A passion for desserts all started as a child ‘experimenting’ with chocolate mice for the talented head pastry chef, Darryl Collins at Resorts World Birmingham
Tell us about your cooking
I believe that hard work and a good understanding of flavours and techniques is all you need (plus a little determination and persistence). Chocolate is my love and I always try to put at least two chocolate desserts on the menu. My love for chocolate has been with me since a child when I experimented which chocolate mice, much to my mother’s disappointment. Since using quality chocolate, I have developed a bigger love for the cocoa bean. Being from Trinidad we’d often eat these but at the time we didn’t know what we were eating – we just took the sweet, slimy part of the bean and we’d chuck the rest.
How did you become a chef?
I was a self-taught pastry chef who started my career in Cornwall. I was washing pots but soon found myself involved in pastry and went on to become the fourth chef at Tredragon Hotel in Newquay, which held one rosette at the time. After leaving Cornwall, I was head pastry chef at Welcombe Hotel in Stratford, the Lygon Arms in Broadway and Billesley Manor, Alcester followed by a short stint at Bakkavor. I’m now head of pastry at Resorts World Birmingham in charge of six other pastry chefs. It’s a job I love; teaching my colleagues new techniques while teaching myself along the way. You’re never too old to learn.
What do you eat when at home?
With two little boys and a wife there’s always hungry bellies to feed but we love the classics – soup, bolognaise and the ultimate favourite, Sunday lunch.
Who’s the best chef in the world and why? And who’s the best in Brum?
To focus on just one chef worldwide seems a little unfair given the talent, I do however have some personal favourites. Nathan Outlaw will always be one due to his influence, and then my second favourite is American pastry chef Antonio Bachour, who’s exceptionally talented but remains so down to earth. Again, to choose one in Birmingham seems unfair but Glynn Purnell and his sous chef Luke Butcher are incredibly talented and great people too.
Is the customer, always right?
Yes… even when they’re wrong! We’re here to please – it’s called hospitality for a reason.
Share a cooking tip
This tip for crème anglaise was the result of rushing and having no other choice, thankfully it worked and I’ve used it for 15 years now. Take the egg yolks, sugar and vanilla and whisk until doubled. Bring milk to the boil until it’s close to the top of the pan and then drop your egg mixture into the pan while whisking (very fast). Remove from the heat and whisk. This shocks the eggs into reacting but prevents them scrambling. It’s also much quicker than the traditional method.
What was your favourite food as a kid?
Heinz tomato soup – and it’s still a guilty pleasure to this day!
Food heaven and food hell?
Hell are peas and sweet peppers. Heaven is fish and chips.
What’s the most unusual thing you’ve eaten?
I’m a fussy eater so it’s limited but there’s the slimy mass I spoke of earlier inside the cocoa bean, which doesn’t look appealing but is one of the sweetest, most delicious flavours I’ve ever eaten.

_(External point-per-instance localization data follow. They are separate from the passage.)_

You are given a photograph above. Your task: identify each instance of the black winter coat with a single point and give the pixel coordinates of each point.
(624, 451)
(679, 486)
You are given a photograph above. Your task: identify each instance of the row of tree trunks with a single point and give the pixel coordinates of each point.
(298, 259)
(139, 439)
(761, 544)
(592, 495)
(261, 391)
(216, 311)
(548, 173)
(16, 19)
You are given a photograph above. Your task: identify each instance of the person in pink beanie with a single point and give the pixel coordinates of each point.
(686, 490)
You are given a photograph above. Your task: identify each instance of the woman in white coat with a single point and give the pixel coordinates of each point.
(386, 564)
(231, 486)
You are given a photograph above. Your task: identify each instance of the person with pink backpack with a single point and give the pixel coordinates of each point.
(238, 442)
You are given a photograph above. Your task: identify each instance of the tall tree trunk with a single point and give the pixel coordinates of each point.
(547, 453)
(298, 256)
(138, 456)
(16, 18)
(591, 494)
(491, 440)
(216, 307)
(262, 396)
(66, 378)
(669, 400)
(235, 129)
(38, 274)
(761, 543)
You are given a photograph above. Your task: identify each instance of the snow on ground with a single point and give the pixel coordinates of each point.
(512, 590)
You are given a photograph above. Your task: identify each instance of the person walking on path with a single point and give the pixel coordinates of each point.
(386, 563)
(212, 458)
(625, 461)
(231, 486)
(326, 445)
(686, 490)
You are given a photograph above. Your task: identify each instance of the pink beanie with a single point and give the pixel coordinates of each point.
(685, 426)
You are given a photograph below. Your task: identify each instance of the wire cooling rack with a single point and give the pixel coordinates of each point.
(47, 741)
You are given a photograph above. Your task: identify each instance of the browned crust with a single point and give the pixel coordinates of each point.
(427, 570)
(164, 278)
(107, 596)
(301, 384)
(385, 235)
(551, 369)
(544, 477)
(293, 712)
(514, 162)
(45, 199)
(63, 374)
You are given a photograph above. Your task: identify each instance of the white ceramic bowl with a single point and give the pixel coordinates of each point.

The second is the fruit of a cashew which looks like a bright pink pear – deliciously sweet and sour.
If you weren’t a chef, what would you be?

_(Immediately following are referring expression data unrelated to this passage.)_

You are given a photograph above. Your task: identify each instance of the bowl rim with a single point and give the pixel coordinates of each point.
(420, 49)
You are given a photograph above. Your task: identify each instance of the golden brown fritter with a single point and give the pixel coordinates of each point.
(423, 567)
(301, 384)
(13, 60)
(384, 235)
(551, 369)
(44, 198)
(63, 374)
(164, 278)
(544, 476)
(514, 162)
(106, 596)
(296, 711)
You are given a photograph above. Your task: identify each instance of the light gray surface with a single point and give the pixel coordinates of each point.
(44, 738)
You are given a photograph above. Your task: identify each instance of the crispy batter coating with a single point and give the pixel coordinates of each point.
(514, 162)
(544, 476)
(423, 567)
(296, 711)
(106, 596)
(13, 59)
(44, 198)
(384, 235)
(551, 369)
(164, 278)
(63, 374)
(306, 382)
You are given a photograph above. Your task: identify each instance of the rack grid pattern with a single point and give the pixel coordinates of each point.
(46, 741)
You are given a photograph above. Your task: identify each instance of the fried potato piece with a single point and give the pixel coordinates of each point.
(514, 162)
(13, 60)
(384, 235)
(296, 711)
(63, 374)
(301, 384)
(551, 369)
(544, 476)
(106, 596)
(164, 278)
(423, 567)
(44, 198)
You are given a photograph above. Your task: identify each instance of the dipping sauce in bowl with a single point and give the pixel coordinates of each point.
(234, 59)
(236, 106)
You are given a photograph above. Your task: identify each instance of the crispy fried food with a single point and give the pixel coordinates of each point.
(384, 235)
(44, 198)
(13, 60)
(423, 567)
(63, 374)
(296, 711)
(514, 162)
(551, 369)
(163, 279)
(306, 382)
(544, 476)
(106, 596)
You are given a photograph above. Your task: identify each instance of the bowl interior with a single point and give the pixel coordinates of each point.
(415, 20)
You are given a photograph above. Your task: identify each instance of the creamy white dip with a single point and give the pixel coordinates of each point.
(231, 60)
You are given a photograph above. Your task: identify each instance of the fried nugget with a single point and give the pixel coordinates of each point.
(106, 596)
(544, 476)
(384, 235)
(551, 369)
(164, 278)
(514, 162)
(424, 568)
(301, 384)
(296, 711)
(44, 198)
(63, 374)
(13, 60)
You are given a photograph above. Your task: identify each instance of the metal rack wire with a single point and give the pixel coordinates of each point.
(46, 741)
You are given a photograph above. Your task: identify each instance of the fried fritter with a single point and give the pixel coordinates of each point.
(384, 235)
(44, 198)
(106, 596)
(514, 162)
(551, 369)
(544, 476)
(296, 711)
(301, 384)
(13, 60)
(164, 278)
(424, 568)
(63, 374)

I’m into photography so I would have gone down that road, maybe. I’m also a bit of a computer nerd and have training in network engineering, so perhaps I could have been a network engineer.

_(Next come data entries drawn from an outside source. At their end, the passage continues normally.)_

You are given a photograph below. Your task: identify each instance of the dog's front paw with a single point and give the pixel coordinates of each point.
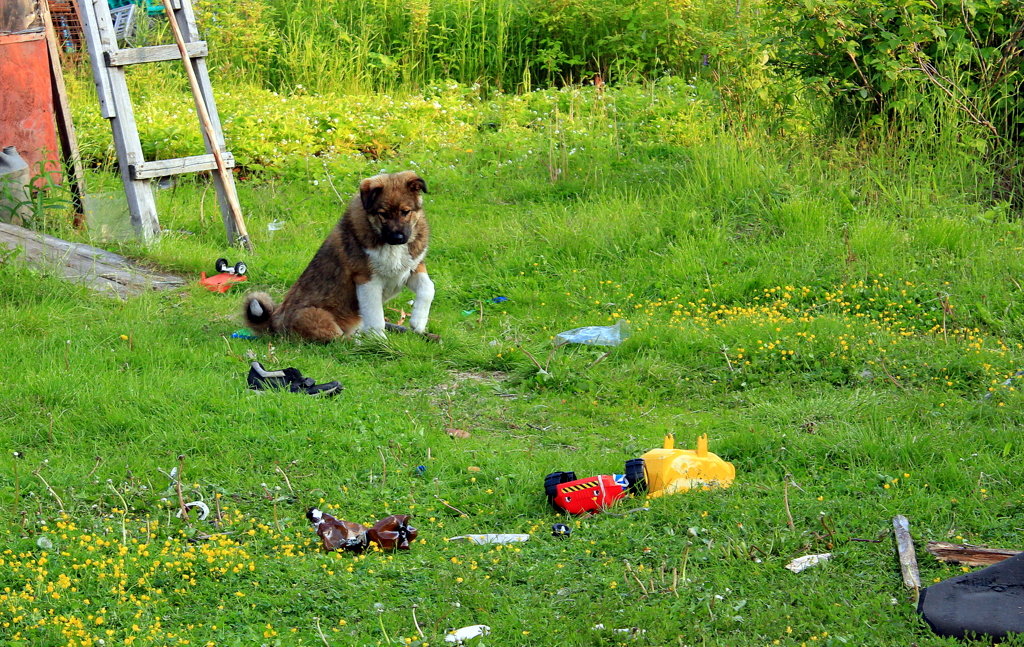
(419, 325)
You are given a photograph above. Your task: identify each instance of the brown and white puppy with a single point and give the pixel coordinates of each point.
(375, 250)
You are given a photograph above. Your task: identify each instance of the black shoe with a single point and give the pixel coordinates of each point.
(290, 379)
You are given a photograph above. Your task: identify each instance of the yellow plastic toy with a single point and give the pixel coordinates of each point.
(670, 470)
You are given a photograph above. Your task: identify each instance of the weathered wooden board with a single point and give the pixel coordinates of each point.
(99, 269)
(969, 554)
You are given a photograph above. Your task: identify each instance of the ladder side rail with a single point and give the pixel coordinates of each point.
(141, 205)
(224, 184)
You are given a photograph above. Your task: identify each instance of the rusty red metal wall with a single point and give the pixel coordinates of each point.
(27, 114)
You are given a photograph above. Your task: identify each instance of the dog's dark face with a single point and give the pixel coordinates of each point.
(393, 204)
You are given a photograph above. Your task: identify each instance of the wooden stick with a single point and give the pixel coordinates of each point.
(907, 559)
(204, 117)
(969, 554)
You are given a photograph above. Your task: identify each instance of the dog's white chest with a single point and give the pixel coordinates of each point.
(392, 265)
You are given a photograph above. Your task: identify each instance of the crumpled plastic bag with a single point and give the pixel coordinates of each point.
(595, 335)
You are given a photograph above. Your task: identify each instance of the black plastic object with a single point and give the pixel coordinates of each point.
(986, 602)
(551, 481)
(635, 475)
(289, 379)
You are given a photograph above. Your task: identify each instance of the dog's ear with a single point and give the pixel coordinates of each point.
(416, 184)
(370, 191)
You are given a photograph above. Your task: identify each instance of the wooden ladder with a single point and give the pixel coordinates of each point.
(109, 62)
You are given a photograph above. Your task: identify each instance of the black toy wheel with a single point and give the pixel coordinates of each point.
(635, 476)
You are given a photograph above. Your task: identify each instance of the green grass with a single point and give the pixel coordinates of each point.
(833, 314)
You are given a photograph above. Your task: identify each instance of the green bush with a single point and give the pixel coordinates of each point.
(884, 58)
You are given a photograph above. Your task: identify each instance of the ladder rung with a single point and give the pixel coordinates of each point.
(154, 53)
(163, 168)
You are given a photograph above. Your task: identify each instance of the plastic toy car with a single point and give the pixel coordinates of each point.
(223, 266)
(574, 495)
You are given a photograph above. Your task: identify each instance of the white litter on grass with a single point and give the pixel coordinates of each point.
(802, 563)
(632, 631)
(460, 636)
(204, 509)
(491, 538)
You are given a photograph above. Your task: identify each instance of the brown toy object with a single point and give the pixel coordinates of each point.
(390, 533)
(336, 533)
(393, 532)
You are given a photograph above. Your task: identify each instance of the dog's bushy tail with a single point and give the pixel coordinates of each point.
(258, 311)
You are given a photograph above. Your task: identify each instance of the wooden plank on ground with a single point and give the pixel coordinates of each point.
(907, 558)
(969, 554)
(101, 270)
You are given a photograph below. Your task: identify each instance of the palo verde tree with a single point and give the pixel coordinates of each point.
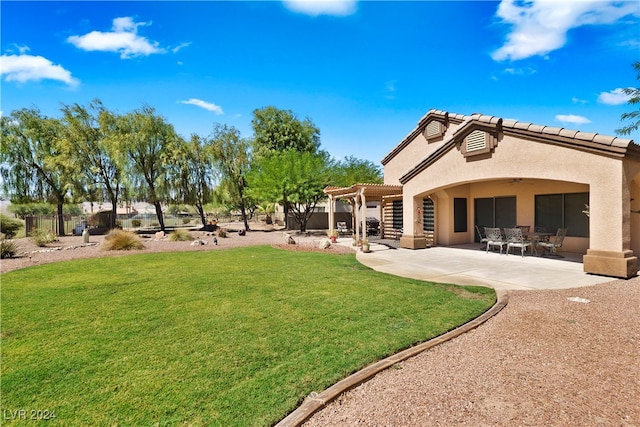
(90, 140)
(33, 166)
(194, 174)
(352, 170)
(293, 179)
(634, 116)
(147, 141)
(276, 132)
(232, 159)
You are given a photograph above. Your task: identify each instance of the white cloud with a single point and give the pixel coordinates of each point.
(23, 68)
(571, 118)
(322, 7)
(614, 97)
(541, 26)
(180, 47)
(123, 39)
(203, 104)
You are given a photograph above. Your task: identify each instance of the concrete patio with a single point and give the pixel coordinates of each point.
(469, 264)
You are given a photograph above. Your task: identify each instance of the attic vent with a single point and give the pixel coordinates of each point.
(476, 140)
(433, 129)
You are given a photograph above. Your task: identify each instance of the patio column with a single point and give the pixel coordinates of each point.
(364, 215)
(609, 252)
(413, 235)
(332, 206)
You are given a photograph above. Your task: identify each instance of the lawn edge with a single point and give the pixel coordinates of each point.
(314, 402)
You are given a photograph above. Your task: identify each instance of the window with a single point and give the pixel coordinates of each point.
(397, 214)
(555, 211)
(459, 215)
(427, 215)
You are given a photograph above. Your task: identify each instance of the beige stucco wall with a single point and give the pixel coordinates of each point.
(551, 169)
(524, 192)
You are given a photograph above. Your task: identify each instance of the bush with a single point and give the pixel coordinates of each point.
(180, 236)
(8, 248)
(9, 226)
(119, 240)
(41, 237)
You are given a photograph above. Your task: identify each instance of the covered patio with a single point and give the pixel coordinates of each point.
(357, 197)
(467, 264)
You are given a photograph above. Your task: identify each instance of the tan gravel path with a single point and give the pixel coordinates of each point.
(72, 247)
(544, 360)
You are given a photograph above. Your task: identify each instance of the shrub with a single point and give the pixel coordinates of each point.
(42, 237)
(119, 240)
(8, 248)
(180, 236)
(9, 226)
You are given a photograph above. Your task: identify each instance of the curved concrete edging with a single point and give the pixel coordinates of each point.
(315, 402)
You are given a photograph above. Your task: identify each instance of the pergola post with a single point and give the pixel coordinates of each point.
(363, 219)
(332, 208)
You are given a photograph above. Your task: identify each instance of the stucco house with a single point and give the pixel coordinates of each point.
(453, 172)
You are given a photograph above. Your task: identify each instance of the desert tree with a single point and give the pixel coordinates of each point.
(147, 140)
(634, 100)
(90, 139)
(276, 130)
(194, 173)
(293, 179)
(34, 168)
(232, 160)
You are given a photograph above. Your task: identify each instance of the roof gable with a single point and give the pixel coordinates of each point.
(591, 142)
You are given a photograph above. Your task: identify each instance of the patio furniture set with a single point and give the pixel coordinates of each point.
(520, 237)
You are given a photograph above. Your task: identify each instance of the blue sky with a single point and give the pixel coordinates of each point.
(364, 72)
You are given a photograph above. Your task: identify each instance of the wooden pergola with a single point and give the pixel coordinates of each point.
(357, 196)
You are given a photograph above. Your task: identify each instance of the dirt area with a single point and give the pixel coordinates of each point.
(72, 247)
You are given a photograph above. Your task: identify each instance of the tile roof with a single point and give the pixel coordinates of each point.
(574, 138)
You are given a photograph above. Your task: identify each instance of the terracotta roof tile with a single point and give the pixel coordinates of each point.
(521, 125)
(585, 136)
(621, 142)
(603, 139)
(552, 130)
(568, 133)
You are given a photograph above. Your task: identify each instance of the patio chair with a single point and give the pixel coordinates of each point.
(515, 239)
(342, 227)
(483, 238)
(554, 244)
(494, 238)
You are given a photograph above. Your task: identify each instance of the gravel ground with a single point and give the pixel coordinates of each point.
(544, 360)
(72, 247)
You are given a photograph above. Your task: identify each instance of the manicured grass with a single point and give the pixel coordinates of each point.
(235, 337)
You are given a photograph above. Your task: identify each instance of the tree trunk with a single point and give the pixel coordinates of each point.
(114, 209)
(200, 210)
(159, 214)
(60, 220)
(243, 211)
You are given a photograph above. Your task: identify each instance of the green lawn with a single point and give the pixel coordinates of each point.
(235, 337)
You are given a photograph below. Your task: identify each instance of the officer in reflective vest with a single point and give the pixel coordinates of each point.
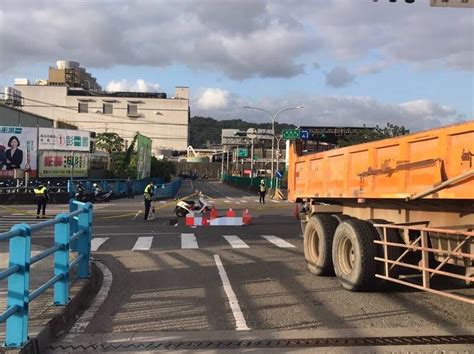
(148, 195)
(261, 191)
(41, 198)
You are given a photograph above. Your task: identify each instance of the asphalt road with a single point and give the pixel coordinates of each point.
(169, 278)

What do you recommend from this evening’s menu?
The current best-seller is the peanut parfait and I can see why, but all the deserts on the menu are worth a try.
DARRYL’S BROWNIE RECIPE
- 350g unsalted butter
- 250g dark chocolate
- 250g golden caster sugar
- 3 eggs
- 135g plain flour
- 30g cocoa powder
- 40g white chocolate
- 40g milk chocolate
- 50g roasted hazelnuts
Place butter and dark chocolate in pan over a bain marie on a low heat and allow to melt completely until butter and chocolate are well combined. Remove from heat and allow to cool slightly. Sift flour and cocoa powder together. In a large mixer, place sugar and eggs, whisk until thick and pale (double in size). While still whisking, poor in melted chocolate mixture until just combined, remove from mixer. Fold in flour and cocoa powder with a large whisk, do not over fold mixture. Add chopped chocolate and roasted hazelnuts, fold in gently. Cook at 175c for 20 mins (even crust will form on top). Remove from oven and allow to cool completely.